Will the Bank of Canada introduce a rate change this week?

The central bank's next rate announcement is scheduled for April 12

Will the Bank of Canada introduce a rate change this week?

The Bank of Canada is likely to maintain its current key interest rate at 4.5% in its decision scheduled for April 12, according to a recent Reuters poll.

Thirty-three (33) economists polled from March 31 to April 6 unanimously agreed that the overnight rate was set to see no change in the central bank’s upcoming rate announcement.

While markets still anticipate more than 50 basis points of cuts, experts say that the fundamentals of the Canadian economy do not support current market pricing for rate cuts later this year.

Derek Holt, head of capital markets economics at Scotiabank, said central banks are likely to take a more cautious approach to interest rates than other observers.

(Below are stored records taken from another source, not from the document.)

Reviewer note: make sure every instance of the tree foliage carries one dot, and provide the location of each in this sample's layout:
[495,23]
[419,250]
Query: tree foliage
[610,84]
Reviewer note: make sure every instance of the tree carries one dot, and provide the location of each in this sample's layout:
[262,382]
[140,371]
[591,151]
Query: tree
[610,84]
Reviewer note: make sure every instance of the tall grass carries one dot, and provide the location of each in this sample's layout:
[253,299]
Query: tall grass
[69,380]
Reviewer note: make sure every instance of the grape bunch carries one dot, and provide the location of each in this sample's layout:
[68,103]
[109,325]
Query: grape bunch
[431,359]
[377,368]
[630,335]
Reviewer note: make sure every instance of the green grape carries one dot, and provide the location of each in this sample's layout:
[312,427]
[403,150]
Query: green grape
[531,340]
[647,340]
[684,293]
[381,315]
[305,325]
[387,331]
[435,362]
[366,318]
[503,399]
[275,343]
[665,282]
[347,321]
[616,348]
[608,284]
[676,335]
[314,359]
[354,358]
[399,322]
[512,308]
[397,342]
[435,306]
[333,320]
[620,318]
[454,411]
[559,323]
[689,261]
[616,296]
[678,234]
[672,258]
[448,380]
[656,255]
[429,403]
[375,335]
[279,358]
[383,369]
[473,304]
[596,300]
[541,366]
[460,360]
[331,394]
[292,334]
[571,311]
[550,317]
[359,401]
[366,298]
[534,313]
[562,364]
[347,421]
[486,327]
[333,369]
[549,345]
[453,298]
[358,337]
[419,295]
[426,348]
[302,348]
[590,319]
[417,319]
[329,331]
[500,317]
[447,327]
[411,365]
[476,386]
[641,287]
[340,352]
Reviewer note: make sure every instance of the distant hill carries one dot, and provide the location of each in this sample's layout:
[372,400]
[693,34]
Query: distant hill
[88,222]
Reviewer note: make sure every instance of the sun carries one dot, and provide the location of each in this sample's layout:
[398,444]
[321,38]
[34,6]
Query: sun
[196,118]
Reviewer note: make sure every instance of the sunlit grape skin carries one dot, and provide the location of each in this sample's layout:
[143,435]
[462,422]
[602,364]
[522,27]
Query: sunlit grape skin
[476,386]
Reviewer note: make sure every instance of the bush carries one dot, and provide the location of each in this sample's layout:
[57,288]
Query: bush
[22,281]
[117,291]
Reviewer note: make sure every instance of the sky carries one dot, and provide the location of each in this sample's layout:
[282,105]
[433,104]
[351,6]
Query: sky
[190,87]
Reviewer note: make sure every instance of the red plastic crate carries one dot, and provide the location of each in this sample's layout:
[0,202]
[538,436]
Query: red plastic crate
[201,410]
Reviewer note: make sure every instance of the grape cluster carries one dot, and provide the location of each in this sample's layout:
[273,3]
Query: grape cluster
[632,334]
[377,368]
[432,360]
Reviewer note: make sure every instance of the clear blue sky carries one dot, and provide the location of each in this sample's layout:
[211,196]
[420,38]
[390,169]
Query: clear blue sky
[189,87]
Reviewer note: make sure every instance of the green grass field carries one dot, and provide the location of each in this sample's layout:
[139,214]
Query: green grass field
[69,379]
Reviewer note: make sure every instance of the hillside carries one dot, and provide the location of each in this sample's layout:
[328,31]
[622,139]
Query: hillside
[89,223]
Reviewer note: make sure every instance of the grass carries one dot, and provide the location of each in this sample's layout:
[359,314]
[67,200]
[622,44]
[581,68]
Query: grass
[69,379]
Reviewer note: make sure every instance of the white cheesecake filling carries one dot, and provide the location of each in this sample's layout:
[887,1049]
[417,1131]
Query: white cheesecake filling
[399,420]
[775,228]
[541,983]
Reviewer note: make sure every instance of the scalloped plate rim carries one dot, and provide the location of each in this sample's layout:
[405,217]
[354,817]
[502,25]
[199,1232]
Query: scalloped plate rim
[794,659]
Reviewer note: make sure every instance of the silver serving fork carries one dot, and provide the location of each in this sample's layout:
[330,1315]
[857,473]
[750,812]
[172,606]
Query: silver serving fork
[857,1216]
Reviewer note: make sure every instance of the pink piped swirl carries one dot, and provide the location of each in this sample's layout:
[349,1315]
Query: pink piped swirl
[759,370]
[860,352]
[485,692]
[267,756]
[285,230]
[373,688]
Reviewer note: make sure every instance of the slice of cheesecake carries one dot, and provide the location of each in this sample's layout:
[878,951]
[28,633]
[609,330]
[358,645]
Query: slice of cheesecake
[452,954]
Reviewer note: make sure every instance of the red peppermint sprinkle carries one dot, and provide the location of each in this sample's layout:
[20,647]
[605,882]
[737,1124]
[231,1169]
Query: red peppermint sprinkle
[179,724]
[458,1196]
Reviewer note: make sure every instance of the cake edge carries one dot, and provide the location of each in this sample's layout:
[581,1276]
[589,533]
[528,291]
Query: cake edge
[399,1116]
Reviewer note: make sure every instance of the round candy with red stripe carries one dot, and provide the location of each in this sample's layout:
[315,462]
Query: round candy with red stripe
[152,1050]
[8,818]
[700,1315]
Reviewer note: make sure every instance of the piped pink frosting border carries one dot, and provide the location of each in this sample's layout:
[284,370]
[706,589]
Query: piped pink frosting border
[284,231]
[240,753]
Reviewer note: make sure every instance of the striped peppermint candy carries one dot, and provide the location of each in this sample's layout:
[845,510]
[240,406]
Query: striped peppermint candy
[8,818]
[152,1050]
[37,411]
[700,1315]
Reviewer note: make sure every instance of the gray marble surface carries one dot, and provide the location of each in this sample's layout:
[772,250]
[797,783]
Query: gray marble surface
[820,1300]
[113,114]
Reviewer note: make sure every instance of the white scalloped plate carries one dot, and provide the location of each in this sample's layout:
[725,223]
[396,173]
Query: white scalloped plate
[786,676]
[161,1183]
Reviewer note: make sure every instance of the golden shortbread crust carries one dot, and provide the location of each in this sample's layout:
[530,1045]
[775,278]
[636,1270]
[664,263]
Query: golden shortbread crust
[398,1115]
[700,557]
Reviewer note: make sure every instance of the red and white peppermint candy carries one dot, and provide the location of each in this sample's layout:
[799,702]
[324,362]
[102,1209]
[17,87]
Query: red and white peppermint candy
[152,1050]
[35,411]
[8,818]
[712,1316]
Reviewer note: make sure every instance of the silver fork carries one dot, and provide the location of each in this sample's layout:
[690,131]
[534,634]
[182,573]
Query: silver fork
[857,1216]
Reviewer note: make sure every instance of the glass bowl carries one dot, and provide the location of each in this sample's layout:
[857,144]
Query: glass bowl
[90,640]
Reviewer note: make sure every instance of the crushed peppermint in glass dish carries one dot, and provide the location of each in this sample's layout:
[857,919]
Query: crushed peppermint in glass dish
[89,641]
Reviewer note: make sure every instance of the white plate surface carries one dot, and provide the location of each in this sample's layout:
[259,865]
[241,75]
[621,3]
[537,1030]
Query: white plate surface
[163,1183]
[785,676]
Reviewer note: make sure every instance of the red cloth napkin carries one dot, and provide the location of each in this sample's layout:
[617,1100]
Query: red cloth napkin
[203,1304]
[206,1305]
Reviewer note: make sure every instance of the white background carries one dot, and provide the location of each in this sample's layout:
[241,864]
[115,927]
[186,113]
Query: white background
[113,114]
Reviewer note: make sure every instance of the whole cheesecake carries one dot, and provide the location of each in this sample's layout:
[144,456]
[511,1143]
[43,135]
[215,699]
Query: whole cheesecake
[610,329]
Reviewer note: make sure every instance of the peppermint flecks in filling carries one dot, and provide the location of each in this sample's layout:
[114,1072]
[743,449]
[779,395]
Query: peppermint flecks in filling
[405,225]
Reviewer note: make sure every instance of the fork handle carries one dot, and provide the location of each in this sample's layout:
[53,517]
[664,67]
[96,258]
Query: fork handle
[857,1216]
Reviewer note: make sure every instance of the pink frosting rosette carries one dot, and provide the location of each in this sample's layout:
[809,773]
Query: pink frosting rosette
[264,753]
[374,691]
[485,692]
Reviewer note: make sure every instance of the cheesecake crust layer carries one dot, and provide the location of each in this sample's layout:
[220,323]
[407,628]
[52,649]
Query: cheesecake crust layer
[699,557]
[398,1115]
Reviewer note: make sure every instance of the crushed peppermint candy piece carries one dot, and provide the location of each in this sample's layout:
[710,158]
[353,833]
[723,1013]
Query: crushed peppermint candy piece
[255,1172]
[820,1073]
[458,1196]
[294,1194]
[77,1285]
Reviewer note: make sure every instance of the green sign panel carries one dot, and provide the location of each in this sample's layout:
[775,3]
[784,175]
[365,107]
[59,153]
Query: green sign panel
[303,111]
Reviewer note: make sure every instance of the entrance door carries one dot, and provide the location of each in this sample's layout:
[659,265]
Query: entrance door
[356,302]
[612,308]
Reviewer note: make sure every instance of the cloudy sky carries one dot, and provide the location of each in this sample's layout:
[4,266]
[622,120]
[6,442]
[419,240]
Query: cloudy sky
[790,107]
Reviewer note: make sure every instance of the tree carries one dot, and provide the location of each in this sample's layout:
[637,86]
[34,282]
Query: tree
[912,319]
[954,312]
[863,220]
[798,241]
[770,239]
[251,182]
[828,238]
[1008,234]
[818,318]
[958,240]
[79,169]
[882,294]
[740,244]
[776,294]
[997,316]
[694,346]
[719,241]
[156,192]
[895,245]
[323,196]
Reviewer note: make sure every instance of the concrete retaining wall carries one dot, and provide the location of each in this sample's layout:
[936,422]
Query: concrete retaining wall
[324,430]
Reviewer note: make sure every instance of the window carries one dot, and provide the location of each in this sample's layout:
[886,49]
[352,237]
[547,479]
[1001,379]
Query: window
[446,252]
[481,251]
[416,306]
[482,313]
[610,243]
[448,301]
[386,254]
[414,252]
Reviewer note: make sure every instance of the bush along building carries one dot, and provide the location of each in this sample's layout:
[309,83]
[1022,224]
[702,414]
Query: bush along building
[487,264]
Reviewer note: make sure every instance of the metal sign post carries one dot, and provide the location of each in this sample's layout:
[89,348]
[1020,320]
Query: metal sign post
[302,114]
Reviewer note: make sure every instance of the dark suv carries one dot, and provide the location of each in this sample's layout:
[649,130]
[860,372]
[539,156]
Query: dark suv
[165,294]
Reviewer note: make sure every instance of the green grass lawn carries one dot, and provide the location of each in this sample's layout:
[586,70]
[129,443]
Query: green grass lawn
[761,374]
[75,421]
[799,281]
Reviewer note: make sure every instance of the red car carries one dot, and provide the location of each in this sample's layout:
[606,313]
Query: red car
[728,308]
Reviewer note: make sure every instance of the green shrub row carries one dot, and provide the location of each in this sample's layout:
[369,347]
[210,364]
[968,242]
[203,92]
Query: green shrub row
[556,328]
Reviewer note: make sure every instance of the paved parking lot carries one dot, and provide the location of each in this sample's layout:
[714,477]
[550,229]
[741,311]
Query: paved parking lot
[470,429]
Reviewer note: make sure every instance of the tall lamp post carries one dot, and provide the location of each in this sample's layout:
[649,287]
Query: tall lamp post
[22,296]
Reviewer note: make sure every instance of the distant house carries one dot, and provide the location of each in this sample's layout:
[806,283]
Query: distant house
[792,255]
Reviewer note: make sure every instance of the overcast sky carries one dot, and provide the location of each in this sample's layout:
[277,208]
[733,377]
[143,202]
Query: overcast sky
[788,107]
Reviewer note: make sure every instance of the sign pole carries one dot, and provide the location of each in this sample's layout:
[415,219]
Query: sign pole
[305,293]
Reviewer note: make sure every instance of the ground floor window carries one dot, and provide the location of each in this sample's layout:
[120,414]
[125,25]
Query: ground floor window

"In my view, central banks are likely to set a higher bar against easing than market participants ... The plague that has driven thinking (is) that they can't possibly hike because, gosh, that might damage growth, when that's the point," he said.

In March, the BoC became the first major central bank to stop its aggressive hiking cycle and is currently on a conditional pause. A majority of forecasters in the Reuters poll, 23 out of 31, believe that the rate will remain unchanged for the rest of 2023.

Only seven forecasters expect at least one 25-basis-point rate cut by the end of the year, down from 13 in a survey taken about a month ago.

The BoC Deputy Governor Toni Gravelle said the Canadian banking system had a well-earned international reputation for stability, suggesting that policymakers are more focused on inflation and how the economy is performing.

The poll suggests that inflation is still running at 5.2%, well over twice the BoC's 2% target, and is unlikely to reach the goal until at least 2025.

Additionally, 10 of the 13 economists who replied to an additional question said the bigger risk was that inflation in 2023 would be higher than expected.

The Canadian dollar is forecast to rise over the coming year on expectations that the export-driven economy avoids a hard landing and its US counterpart weakens as the rate gap with its peers stops widening, a separate Reuters survey showed.

While a recent expansionary federal budget and the latest surge in oil prices are good news for the oil-exporting economy, they could make the BoC's job more challenging, as both risk pressuring inflation higher than the central bank wants.